Disturbance items as assessed by the valuers have been agreed at $10,000 and the parties have also agreed that disturbance items in the nature of the legal costs reasonably incurred by the claimants in preparing the claim are $13,000.
Conclusion on disturbance
It is accepted and determined by the Court that the claimants’ costs attributable to disturbance are $23,000.
Interest
In accordance with s.28 of the Act the Court may order the payment of interest upon the amount of compensation determined by it. The applicants have sought interest and no contrary submission was made. In the circumstances, it is suitable to award interest to protect the integrity of the sum awarded until it is paid.
From and including 9 May 2003 being the date the land was taken, and ending on and including the date immediately preceding the date on which payment of compensation is made, interest will be payable by the respondent to the applicants.
Interest, by s.28(1A) of the Act, shall be at such rate as the Court deems reasonable and fixed by the order.

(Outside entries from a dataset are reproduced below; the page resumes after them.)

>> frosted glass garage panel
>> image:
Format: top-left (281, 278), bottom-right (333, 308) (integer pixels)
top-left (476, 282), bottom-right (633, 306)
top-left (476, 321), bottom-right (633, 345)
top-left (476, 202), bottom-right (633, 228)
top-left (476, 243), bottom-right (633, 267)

The interest rate averages used by the Court are published on its website.[2] These are averages of the long term Government Bond rates, for 10 year bonds, and are calculated to the nearest 0.25%. I find it reasonable to apply this average rate in the present case.
[2] and order on interest
Accordingly, interest is payable on $780,825 being the sum of $600,000 for the land, $157,825 for injurious affection and $23,000 for disturbance on and from 9 May 2003 to and including 2 June 2004. The rate will be 5.50% per annum.
As an advance of $250,000 was paid to the applicants on 3 June 2004, the sum upon which interest is payable was then reduced to $530,825.
On and from 3 June 2004 to and including the day immediately preceding the date on which payment is made, interest is payable on $530,825 at the rate of 5.50% per annum.
The remaining matter of costs
Costs of and incidental to the hearing have not yet been the subject of submissions. Section 27 of the Act makes provision for such costs.
The parties may make submissions within 28 days of the delivery of this decision should they be unable to reach agreement and require that the matter be resolved by a decision of this Court.
ORDERS
1.Compensation is payable by the respondent to the applicants in the amount of Seven Hundred and Eighty Thousand Eight Hundred and Twenty-five Dollars ($780,825) being Six Hundred Thousand Dollars ($600,000) for the land resumed plus One Hundred and Fifty-Seven Thousand Eight Hundred and Twenty-Five Dollars ($157,825) for injurious affection and Twenty-Three Thousand Dollars ($23,000) for disturbance. The Two Hundred and Fifty Thousand Dollars ($250,000) advance paid against compensation must be deducted, leaving the balance of Five Hundred and Thirty Thousand Eight Hundred and Twenty-five Dollars ($530,825) remaining payable.
2.Interest is payable by the respondent to the applicants on the sum of Seven Hundred and Eighty Thousand Eight Hundred and Twenty-five Dollars ($780,825) on and from 9 May 2003 to and including 2 June 2004 at the rate of 5.50% per annum.
3.Interest is payable by the respondent to the applicants on the sum of Five Hundred and Thirty Thousand Eight Hundred and Twenty-five Dollars ($530,825) on and from 3 June 2004 to and including the day immediately preceding the date on which payment is made at the rate of 5.50% per annum.
4.The parties may make submissions as to costs of and incidental to the hearing within 28 days of the giving of this decision.